Peinture de gauche : Teto Elsiddique – neckrings, a breezy thing, 2017. Acrylique sur toile, 152,4 cm x 121,9 cm. Peinture de droite : Azza El Siddique – neckrings, a breezy thing (Rust), 2023. Acier et oxyde de fer, 152,4 cm x 121,9 c. Dévoilé au kiosque de RBC à Art Toronto en 2023.
Les critiques d’art ont décrit l’artiste canadienne émergente Azza El Siddique comme une alchimiste qui crée des environnements organiques. Ses installations multisensorielles ont été comparées à des laboratoires, des plateaux de jeux et des usines de fabrication .
Azza El Siddique, qui partage son temps entre Toronto et New Haven (Connecticut), invite les spectateurs à se déplacer dans des espaces immersifs de la taille d’une pièce pour observer des assemblages d’objets comprenant de l’acier, des récipients en argile, des huiles parfumées, de l’eau et des sculptures imprimées en 3D.
Sa pratique explore la mortalité, l’entropie et les systèmes de pouvoir. Elle s’inspire de son héritage soudanais, de sa vie d’enfant d’immigré au Canada et des rites et artefacts de l’Égypte ancienne et de la Nubie.

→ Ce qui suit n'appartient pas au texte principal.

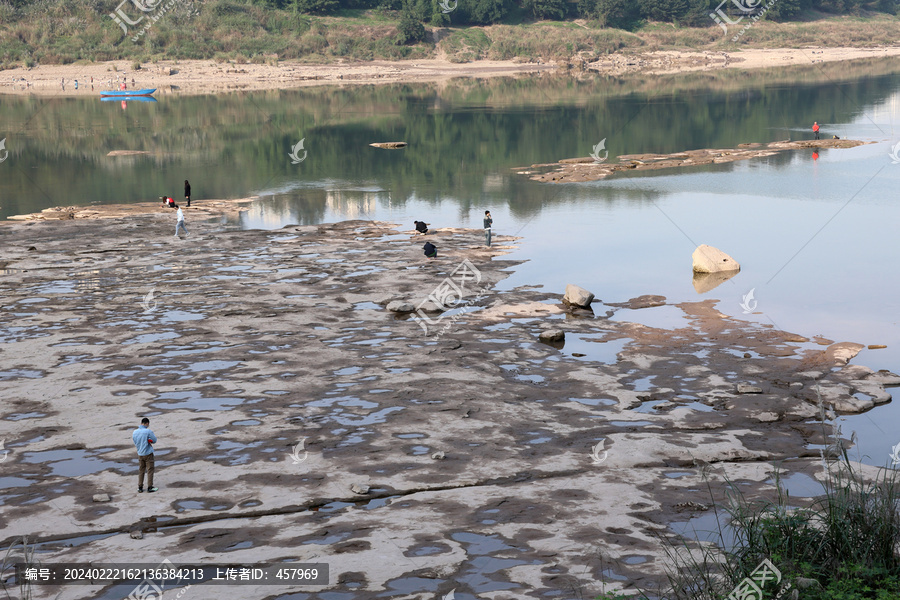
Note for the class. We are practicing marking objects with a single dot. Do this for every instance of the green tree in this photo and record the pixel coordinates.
(438, 17)
(410, 30)
(622, 14)
(664, 10)
(546, 9)
(319, 7)
(483, 12)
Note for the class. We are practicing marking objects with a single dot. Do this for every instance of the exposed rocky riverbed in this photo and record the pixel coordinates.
(593, 168)
(478, 444)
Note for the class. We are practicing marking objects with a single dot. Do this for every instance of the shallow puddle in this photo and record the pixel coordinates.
(73, 463)
(659, 317)
(588, 348)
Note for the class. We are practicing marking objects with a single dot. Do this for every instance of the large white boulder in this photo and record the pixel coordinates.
(712, 260)
(578, 296)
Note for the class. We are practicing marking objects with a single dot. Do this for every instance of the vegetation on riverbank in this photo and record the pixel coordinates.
(56, 32)
(841, 546)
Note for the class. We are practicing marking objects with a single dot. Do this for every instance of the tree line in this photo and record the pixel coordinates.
(623, 14)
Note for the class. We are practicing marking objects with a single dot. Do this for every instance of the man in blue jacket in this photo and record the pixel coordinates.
(143, 441)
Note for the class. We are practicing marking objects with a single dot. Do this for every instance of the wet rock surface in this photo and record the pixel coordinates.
(279, 385)
(571, 170)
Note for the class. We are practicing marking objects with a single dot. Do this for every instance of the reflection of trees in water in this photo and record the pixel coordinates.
(465, 137)
(306, 207)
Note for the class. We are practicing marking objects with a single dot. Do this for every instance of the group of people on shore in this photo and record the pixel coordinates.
(431, 249)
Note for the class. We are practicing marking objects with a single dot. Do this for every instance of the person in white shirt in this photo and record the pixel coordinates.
(180, 221)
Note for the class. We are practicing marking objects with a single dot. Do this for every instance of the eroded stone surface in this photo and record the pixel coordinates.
(571, 170)
(253, 342)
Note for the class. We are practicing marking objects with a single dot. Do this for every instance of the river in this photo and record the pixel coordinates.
(815, 233)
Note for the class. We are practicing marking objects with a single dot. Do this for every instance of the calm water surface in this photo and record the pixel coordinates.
(816, 235)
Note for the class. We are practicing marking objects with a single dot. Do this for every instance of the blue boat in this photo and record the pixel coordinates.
(127, 93)
(128, 99)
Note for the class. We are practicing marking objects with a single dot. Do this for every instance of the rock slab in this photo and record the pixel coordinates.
(708, 259)
(578, 296)
(400, 306)
(552, 335)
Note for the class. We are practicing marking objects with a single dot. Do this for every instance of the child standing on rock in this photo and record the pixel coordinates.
(179, 221)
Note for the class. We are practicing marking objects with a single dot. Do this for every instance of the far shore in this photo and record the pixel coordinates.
(209, 76)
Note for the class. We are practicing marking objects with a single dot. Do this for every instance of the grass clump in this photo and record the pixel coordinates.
(842, 546)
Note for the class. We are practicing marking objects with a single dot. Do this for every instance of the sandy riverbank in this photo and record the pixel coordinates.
(474, 439)
(207, 76)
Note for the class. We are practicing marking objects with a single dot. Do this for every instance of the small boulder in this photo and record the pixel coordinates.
(552, 335)
(712, 260)
(746, 388)
(431, 306)
(359, 488)
(578, 296)
(400, 306)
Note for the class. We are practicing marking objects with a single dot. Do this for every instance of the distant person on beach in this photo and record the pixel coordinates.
(144, 439)
(179, 221)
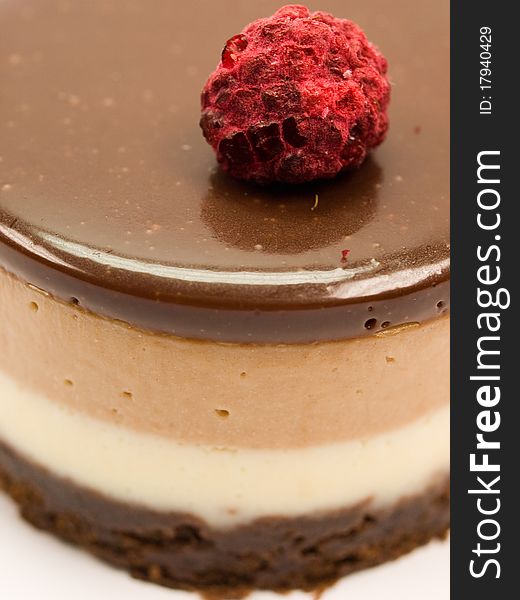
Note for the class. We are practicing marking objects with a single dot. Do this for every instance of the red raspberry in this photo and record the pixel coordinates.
(297, 96)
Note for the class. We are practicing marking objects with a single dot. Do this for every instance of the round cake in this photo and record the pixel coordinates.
(215, 385)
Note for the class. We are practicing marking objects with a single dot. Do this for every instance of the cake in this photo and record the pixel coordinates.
(214, 385)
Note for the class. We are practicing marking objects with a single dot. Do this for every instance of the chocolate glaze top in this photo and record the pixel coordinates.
(110, 197)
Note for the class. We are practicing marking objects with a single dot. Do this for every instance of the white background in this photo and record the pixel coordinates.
(34, 566)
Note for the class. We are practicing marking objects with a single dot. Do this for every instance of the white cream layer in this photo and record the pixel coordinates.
(223, 486)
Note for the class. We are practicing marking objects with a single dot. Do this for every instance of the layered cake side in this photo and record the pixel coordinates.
(213, 385)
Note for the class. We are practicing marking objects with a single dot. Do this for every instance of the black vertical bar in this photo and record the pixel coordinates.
(485, 128)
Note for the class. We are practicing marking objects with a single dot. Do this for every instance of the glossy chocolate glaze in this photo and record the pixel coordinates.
(110, 197)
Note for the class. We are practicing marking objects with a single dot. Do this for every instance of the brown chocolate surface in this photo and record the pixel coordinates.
(110, 196)
(181, 551)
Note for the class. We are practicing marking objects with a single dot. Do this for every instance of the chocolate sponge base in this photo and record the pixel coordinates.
(180, 551)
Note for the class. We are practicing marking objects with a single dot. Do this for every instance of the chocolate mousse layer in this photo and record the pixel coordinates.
(181, 551)
(111, 199)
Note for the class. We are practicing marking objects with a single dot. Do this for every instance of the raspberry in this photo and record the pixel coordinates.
(296, 97)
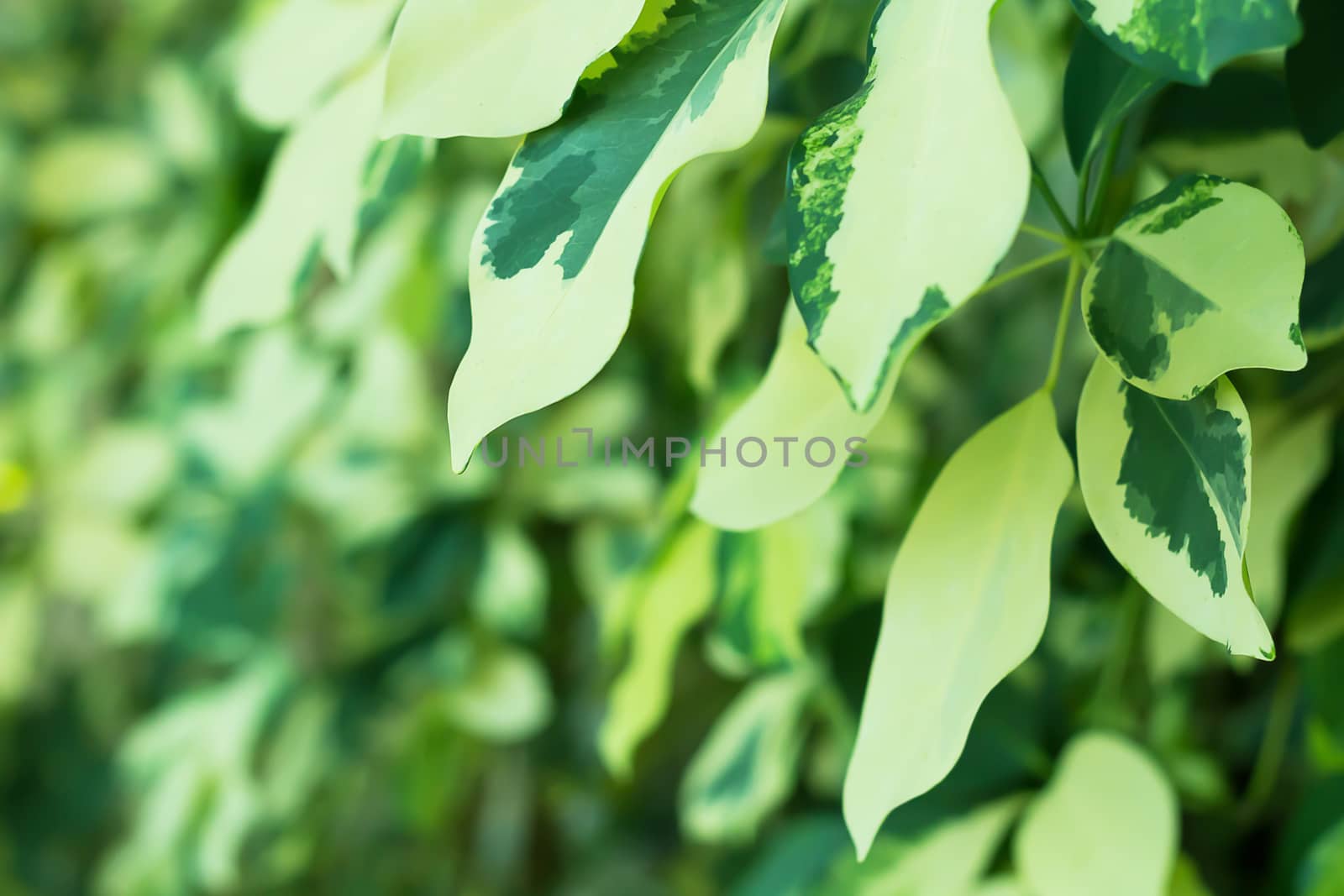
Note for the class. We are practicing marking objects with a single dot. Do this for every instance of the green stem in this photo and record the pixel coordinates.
(1057, 352)
(1052, 201)
(1021, 270)
(1278, 728)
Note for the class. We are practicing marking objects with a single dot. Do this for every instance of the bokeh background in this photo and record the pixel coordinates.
(255, 637)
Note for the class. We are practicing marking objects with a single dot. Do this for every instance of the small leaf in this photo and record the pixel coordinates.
(1106, 825)
(965, 606)
(1312, 67)
(1101, 89)
(796, 403)
(1200, 280)
(554, 258)
(1189, 39)
(870, 265)
(490, 69)
(748, 763)
(672, 598)
(1168, 488)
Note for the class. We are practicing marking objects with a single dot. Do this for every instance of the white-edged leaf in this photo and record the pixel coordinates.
(491, 67)
(1200, 280)
(1168, 486)
(1105, 826)
(904, 197)
(965, 605)
(554, 258)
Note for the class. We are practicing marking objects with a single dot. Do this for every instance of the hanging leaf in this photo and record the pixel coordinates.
(1292, 457)
(965, 605)
(1312, 66)
(488, 69)
(554, 258)
(796, 403)
(672, 598)
(1200, 280)
(1168, 488)
(299, 51)
(1101, 89)
(748, 763)
(1189, 39)
(1106, 825)
(929, 139)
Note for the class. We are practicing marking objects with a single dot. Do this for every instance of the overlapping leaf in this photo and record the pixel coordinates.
(490, 69)
(554, 258)
(1202, 278)
(965, 605)
(1168, 486)
(1189, 39)
(904, 197)
(1106, 825)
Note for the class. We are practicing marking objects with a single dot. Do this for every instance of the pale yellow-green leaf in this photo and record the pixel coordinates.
(965, 605)
(490, 69)
(1292, 457)
(293, 55)
(672, 598)
(85, 174)
(799, 399)
(308, 192)
(1168, 486)
(1106, 825)
(748, 763)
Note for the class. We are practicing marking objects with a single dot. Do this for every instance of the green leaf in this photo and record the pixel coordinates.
(1315, 86)
(1189, 39)
(797, 401)
(293, 55)
(674, 595)
(1292, 457)
(554, 258)
(1168, 488)
(488, 69)
(965, 605)
(1106, 825)
(1101, 89)
(929, 139)
(1200, 280)
(746, 766)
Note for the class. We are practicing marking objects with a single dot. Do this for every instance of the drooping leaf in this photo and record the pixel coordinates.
(797, 402)
(300, 50)
(1168, 486)
(488, 69)
(675, 593)
(929, 139)
(1106, 825)
(965, 605)
(554, 258)
(1200, 280)
(1312, 67)
(1101, 89)
(1189, 39)
(746, 766)
(1292, 457)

L’expérience est souvent éphémère, évoquant des questions sur l’au-delà : les matériaux se transforment, se dissolvent, disparaissent en fumée ou se décomposent en rouille et en résidus persistants.
Inspirée par le travail de son défunt frère
L’un des motifs de l’œuvre d’Azza El Siddique est profondément personnel : poursuivre l’héritage de son frère aîné, Teto Elsiddique, un artiste émergent talentueux qui est décédé en octobre 2017. (À noter qu’Azza épelle son nom de famille différemment de Teto.)
Parmi les objets présentés lors d’une exposition personnelle en 2022 à la galerie Helena Anrather de New York figurait une réplique en bronze de l’une des casquettes de baseball de Teto, 7 3/8, coulée selon un processus qui a détruit l’original. Une autre pièce, A dog without a master (Rust), a gravé les contours d’une des peintures de Teto sur de l’acier qui se corrodera avec le temps – ce qu’Azza appelle une peinture de rouille.
« Ce que j’admire chez mon frère et sa pratique – et ce que j’utilise aussi pour me mettre au défi – c’est sa capacité d’innovation et sa façon de voir les choses. Il y a un engagement profond avec la matérialité : prendre des objets simples et les transformer en quelque chose de spectaculaire », explique Azza El Siddique, depuis son studio de New Haven.
« Lorsque je travaille, j’y pense. Et je m’astreins en quelque sorte à ces normes », dit-elle.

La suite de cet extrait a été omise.